The Dough Roller regularly looks Back to the Future because “even if the time for action has gone by, the time for extracting a lesson from history is ever at hand for those who are wise.”–Demosthenes (384-322 BCE)
I read an article the other day about closed-end mutual funds by Fire Finance entitled, Closed End Mutual Funds–Should We Stay Away From Them, which reminded me of Ed Leffler. But before we turn to Ed, what is a closed-end mutual fund, how is it different than an open-ended mutual fund, and which one do you own?
A closed-end mutual fund has a set number of shares that are sold initially through an IPO. You buy and sell through a broker; the fund does not redeem shares.

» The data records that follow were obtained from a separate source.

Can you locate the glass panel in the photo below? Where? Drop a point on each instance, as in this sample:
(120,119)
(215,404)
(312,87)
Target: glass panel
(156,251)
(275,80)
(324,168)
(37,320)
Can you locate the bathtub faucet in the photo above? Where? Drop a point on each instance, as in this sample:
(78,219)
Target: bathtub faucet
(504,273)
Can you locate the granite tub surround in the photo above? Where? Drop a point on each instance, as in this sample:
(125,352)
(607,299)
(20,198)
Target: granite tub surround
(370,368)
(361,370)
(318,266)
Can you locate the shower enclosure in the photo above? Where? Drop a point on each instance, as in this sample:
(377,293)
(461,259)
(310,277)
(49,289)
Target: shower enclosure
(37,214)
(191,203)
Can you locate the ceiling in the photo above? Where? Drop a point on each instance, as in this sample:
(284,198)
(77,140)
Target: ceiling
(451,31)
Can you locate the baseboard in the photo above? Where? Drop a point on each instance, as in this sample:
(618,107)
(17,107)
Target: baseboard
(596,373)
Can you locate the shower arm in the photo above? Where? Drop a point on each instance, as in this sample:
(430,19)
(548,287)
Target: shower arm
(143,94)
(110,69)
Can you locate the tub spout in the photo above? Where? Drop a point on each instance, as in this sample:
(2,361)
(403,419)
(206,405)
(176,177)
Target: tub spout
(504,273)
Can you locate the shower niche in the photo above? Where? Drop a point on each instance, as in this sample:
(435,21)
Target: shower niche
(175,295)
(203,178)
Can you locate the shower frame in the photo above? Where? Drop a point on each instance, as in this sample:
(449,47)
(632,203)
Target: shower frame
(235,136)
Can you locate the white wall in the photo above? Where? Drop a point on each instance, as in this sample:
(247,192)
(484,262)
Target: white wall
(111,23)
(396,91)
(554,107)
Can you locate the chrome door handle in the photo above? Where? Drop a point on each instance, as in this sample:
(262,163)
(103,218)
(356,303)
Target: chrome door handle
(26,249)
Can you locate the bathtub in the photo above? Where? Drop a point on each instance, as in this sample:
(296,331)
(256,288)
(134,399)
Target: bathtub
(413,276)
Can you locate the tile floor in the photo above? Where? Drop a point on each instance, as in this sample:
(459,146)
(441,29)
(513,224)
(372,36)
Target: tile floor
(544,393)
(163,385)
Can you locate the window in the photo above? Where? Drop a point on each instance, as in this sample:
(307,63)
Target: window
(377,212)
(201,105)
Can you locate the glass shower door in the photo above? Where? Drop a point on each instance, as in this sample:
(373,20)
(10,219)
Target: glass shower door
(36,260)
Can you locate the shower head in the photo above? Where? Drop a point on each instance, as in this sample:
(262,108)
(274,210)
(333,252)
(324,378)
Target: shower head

An open-ended fund can issue more shares to existing or new investors, and it prices those new shares based on the Net Asset Value of the fund. Most if not all of the mutual funds you own are open-ended funds.
Before the Great Depression, most all funds were closed-end funds. It gets worse. The funds did not disclose their investments and set the value of the shares of their fund, a value that was usually significantly inflated. Of course, the market eventually caught up with these funds (as it always does) in the crash of 1929 and the ensuing carnage.
So back to Mr. Leffler. In March 1924, Mr. Leffler did what, at that time, had never been done before. He started an open-ended mutual fund. He named it the Massachusetts Investors Trust, which in Mr. Leffler’s words, allowed “investors [to] present their shares and receive liquidating values at any time.” Today, most mutual funds are modeled after Mr. Leffler’s open-ended fund. In 1924, however, his new fund was one-of-a-kind, and not until after the painful lessons of 1929 did the open-ended mutual fund gain traction.